En la primera fase se define el desarrollo qué se va a realizar, en la segunda fase se aprende el punto de vista del cliente. En la tercera fase, se resuelve el desafío de desarrollo creando varias soluciones, que luego se prueban en la cuarta fase y final.

En primer lugar, es importante tener en cuenta que el desarrollo de experiencias tiene que estar alineado con la estrategia de la empresa. El desarrollo de nuevas ofertas para los clientes es una manera para ejecutar la estrategia de la empresa. Esto significa que el desarrollo de experiencias no parte “del vacío”, sino que depende fuertemente de las capacidades de la empresa y del entorno en que ella existe. Así y teniendo en cuenta el contexto, en la primera fase es importante definir lo que se quiere lograr con el diseño de la experiencia. En la segunda fase es necesario: a) Identificar el contexto relevante, los clientes y los recursos; b) Entender qué sienten y cómo piensan los clientes; c) Organizar y analizar la información recopilada; y d) Presentar los resultados de la fase de aprendizaje.

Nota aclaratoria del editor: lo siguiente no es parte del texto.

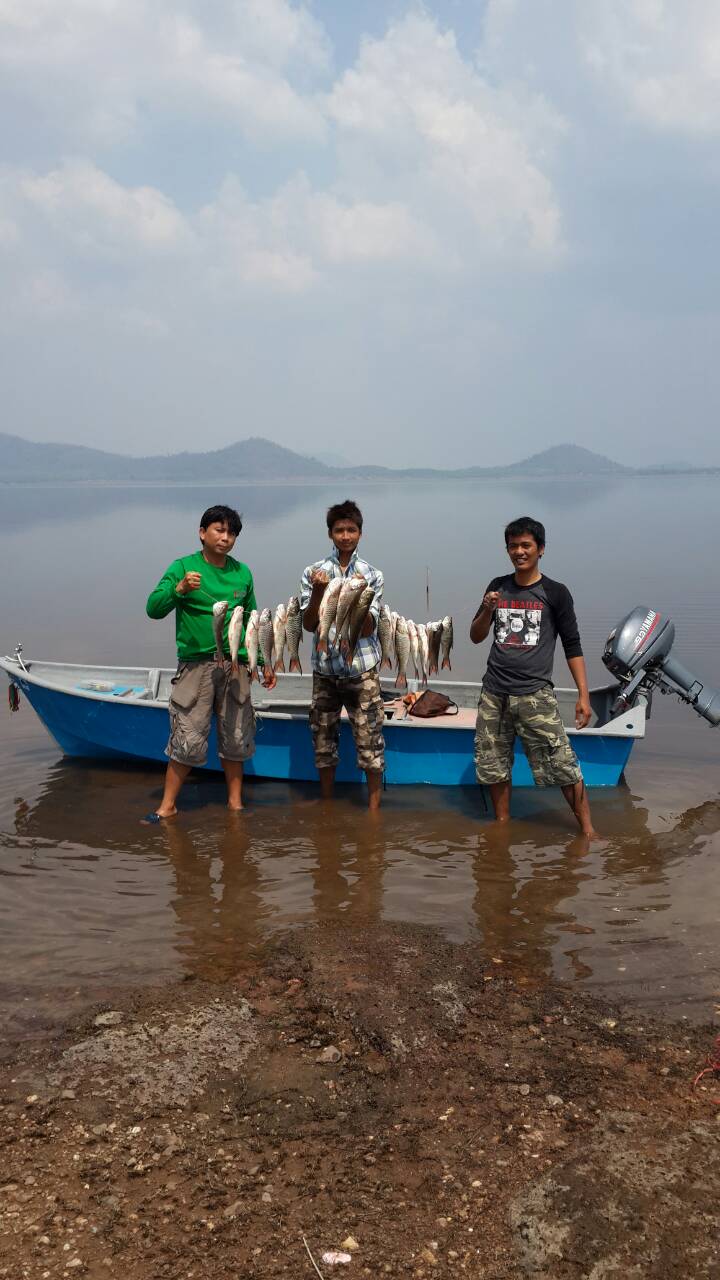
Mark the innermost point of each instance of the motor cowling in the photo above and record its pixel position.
(639, 640)
(638, 653)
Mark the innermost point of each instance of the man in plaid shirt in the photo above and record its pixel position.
(336, 684)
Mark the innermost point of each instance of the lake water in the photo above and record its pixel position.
(92, 900)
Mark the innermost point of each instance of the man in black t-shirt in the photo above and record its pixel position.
(528, 611)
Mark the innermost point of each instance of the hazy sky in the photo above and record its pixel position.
(445, 234)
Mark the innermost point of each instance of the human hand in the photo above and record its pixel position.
(583, 712)
(190, 583)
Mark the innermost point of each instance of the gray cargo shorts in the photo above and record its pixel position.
(536, 720)
(199, 690)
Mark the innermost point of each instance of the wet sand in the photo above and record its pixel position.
(417, 1104)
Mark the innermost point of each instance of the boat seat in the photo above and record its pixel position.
(153, 682)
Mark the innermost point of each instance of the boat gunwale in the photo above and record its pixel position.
(23, 672)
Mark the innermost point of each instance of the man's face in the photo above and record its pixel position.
(345, 535)
(524, 552)
(218, 539)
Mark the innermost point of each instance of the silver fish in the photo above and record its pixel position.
(446, 641)
(265, 636)
(423, 645)
(384, 634)
(279, 635)
(414, 647)
(294, 632)
(401, 652)
(356, 621)
(251, 643)
(351, 589)
(219, 612)
(327, 612)
(434, 634)
(235, 634)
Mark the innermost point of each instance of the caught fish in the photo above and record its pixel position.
(235, 634)
(446, 641)
(219, 612)
(356, 621)
(294, 632)
(351, 588)
(327, 612)
(265, 636)
(384, 635)
(414, 647)
(434, 635)
(423, 645)
(401, 652)
(253, 643)
(279, 635)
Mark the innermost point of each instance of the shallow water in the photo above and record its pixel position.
(91, 900)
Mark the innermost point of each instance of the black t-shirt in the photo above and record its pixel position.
(527, 622)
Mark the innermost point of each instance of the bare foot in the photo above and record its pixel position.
(151, 819)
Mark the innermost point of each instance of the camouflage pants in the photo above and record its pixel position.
(534, 718)
(199, 690)
(361, 698)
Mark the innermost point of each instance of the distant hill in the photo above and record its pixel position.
(256, 458)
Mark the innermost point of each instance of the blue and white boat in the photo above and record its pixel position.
(122, 713)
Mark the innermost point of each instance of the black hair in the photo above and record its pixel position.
(346, 510)
(525, 525)
(220, 515)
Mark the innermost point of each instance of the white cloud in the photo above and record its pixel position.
(100, 215)
(662, 56)
(417, 118)
(99, 68)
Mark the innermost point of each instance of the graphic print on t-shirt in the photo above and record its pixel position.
(518, 622)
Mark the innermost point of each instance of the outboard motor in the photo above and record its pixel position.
(638, 653)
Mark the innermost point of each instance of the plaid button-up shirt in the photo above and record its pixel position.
(368, 650)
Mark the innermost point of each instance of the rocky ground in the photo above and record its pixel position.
(377, 1095)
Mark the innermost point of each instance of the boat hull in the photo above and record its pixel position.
(436, 754)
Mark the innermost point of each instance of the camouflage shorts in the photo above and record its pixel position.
(534, 718)
(199, 690)
(363, 700)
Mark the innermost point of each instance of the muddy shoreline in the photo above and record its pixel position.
(376, 1091)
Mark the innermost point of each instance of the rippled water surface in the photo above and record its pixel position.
(90, 900)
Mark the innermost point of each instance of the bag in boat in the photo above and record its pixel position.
(431, 703)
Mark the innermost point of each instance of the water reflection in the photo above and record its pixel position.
(87, 887)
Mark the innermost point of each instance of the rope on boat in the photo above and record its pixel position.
(712, 1065)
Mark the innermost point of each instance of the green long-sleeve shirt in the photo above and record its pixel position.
(194, 611)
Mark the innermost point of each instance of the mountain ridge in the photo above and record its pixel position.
(259, 458)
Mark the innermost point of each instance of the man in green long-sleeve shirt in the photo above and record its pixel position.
(201, 685)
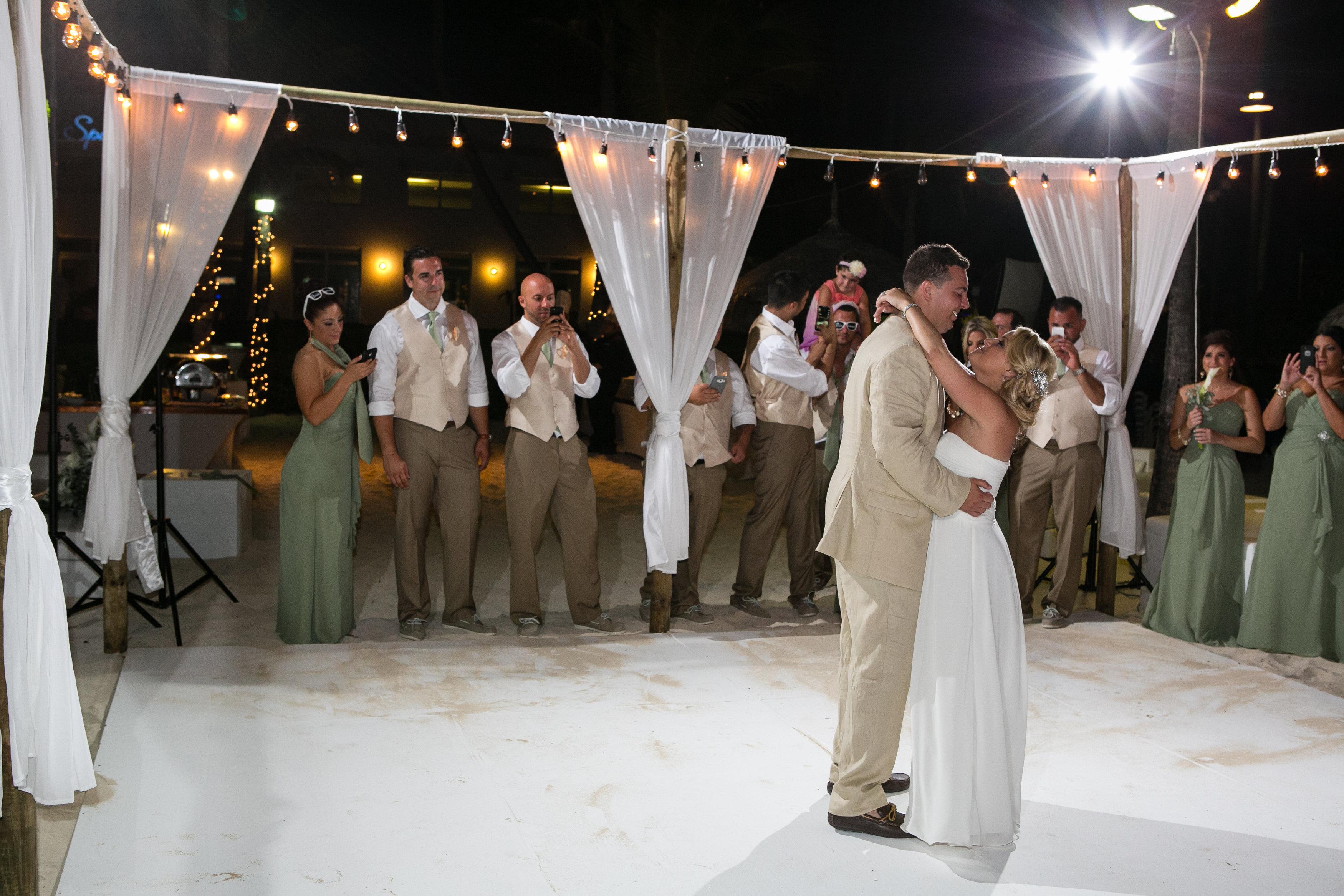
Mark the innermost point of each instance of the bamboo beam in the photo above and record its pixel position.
(18, 810)
(660, 604)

Completada la fase 2, ya se cuenta con mucha más información acerca del punto de vista del cliente, entonces corresponde pasar a la fase 3 que es resolver el desafío inicial diseñando la experiencia. En la fase 3 se procede a la generación de ideas y conceptos relacionados con el contexto de la experiencia, utilizando los resultados de la fase 2. Una vez generadas las ideas y conceptos generales, estos son evaluados y se seleccionan los que tengan mayor potencial, para diseñar prototipos y pasar a la etapa siguiente.

En la cuarta fase del desarrollo se pasa a las pruebas de los prototipos. Esto se puede llevar a cabo gradualmente, con grupos más cercanos primero, con unos pocos clientes después y luego se va ampliando el ejercicio.

El proceso de desarrollo en todo caso no es lineal ni rígido, sino que puede ser circular y flexible, y se puede volver a etapas anteriores y hacer ajustes a medida que sea necesario. Para lograr las experiencias memorables es necesario tener en cuenta “el relato”, que será tema de un próximo artículo.